Baisse de taux, nouveaux rachats de dettes publiques et privées ("QE" pour "Quantitative Easing"), système de taux dégressif et prêts géants pour soulager la banque ("tiering") : l’institut de Francfort pourrait en effet annoncer quatre mesuressimultanément, soit un "paquet" guetté tout l’été par les marchés financiers.

"Il faudra à la fois surveiller les outils qui vont être déployés mais aussi les modalités inhérentes à chaque outil", a complété M. Dembik.

Toutefois, "nous n’excluons pas qu’après avoir beaucoup promis, Mario Draghi puisse décevoir avec les conséquences négatives que cela impliquerait pour les marchés actions et l’euro", a estimé le spécialiste, qui prévoit "un regain de volatilité lors de cette séance, au moins de 13h45 à 15h30".

Au Royaume-Uni, le Premier ministre Boris Johnson a essuyé un nouveau revers mercredi, la justice écossaise ayant déclaré "illégale" la suspension controversée du Parlement jusqu’au 14 octobre, soit deux semaines seulement avant la date du Brexit.

Le gouvernement, "déçu", a aussitôt annoncé faire appel auprès de la Cour suprême à Londres, et l’audience doit se dérouler mardi.

Du côté des indicateurs, les chiffres de l’inflation du mois d’août sont à l’honneur : en France, la hausse des prix à la consommation a finalement reflué à 1,0% le mois dernier sur un an, du fait du recul des prix des produits manufacturés, selon l’Insee, qui a ainsi revu jeudi à la baisse son estimation provisoire de +1,1% publiée fin août.

Le taux d’inflation en Allemagne a aussi bien ralenti, à 1,4% en août sur un an après 1,7% en juillet, s’éloignant de l’objectif de la Banque centrale européenne, selon des chiffres définitifs publiés jeudi par Destatis.

Ces mêmes données sont également au menu aux Etats-Unis.

En zone euro, les statistiques sur la production industrielle pour juillet complèteront l’agenda.

- Alstom à la peine -

Sur le terrain des valeurs, Rubis montait de 4,15% à 53,95 euros, profitant de résultats en hausse au premier semestre, tirés par des acquisition récentes et toutes ses principales activités.

Alstom perdait en revanche 4,93% à 37,44 euros après que Bouygues (+1,00% à 35,35 euros) a annoncé jeudi avoir cédé une part de 13% du capital du constructeur ferroviaire, dont il détient 27,7%, à 37 euros par titre.

Accor était pénalisé (-2,38% à 38,60 euros) par un abaissement de sa recommandation à "sous-pondération" contre "sur-pondération" auparavant par JPMorgan.
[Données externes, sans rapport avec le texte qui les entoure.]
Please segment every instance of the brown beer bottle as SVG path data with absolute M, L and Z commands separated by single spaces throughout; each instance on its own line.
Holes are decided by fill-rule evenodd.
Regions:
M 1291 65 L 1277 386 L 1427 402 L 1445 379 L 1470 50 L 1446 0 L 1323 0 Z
Bolloré progressait de 0,77% à 3,90 euros. Le groupe a annoncé mercredi avoir conclu un accord avec les fonds Amundi PEF, BPI France et Socadif Capital Investissement pour céder sa participation de 55% dans Wifirst, un fournisseur d’accès à internet par Wifi.

Rémy Cointreau gagnait 1,08% à 136,10 euros, tandis que le groupe a annoncé mercredi l’arrivée d’Eric Vallat au poste de directeur général, en remplacement de Valérie Chapoulaud-Floquet qui quitte le groupe de spiritueux pour des raisons personnelles.

Chargeurs reculait de 5,14% à 15,14 euros,plombé par un bénéfice net presque divisé par deux au premier semestre, lesté notamment par des charges liées aux acquisitions, alors que les ventes progressaient de 13,6% dans une conjoncture jugée "plus volatile".